Is 'Financial Doping' coming to an end?

21 January 2014 11:39

The transfer window has been open for just over three weeks now. The yellow ticker on Sky Sports News has ticked down 10 days 12 hours at the time of writing and Premier League has been as quiet as an Old Trafford home crowd with David Moyes as manager.

There are of course the quiet muttering of rumours. Reus to Man Utd. Saleh to Liverpool but few cheers. Concrete activity has been lacking and that which has occurred has been rather low key.

Chelsea sold Kevin De Bruyne to Wolfsburg for a reported £20 million or so and invested all of this in signing back a player they had let go for free previously. Selling De Bruyne and buying back Nemanja Matic goes under the interesting but not explosive file. It is nothing compared to spending £50 million on Torres for example.

The business of other clubs has been even less impressive. West Ham's loan of Roger Johnson could go in the dictionary next to yawn and pointless.

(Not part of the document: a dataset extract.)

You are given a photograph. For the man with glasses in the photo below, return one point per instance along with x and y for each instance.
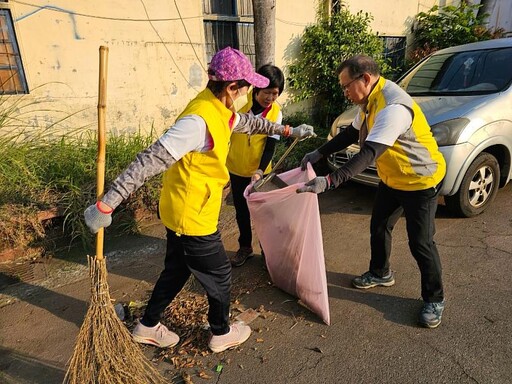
(393, 132)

Similarly Sunderland, Norwich, Stoke, Cardiff and Villa have all been frugal and this is in spite of the looming threat of relegation and loss of Premier League riches. Surely by now someone would have spent big money in an attempt to build a very expensive relegation life-raft. Instead clubs seem to be making do with that piece of wood from the end of James Cameron's Titanic.

Why is this? Now it is possible clubs are binding their time, but after Jose Mourinho's comments about spending big again plus the loss Chelsea announced a few weeks back I am wondering whether the brakes have finally been applied to financial doping.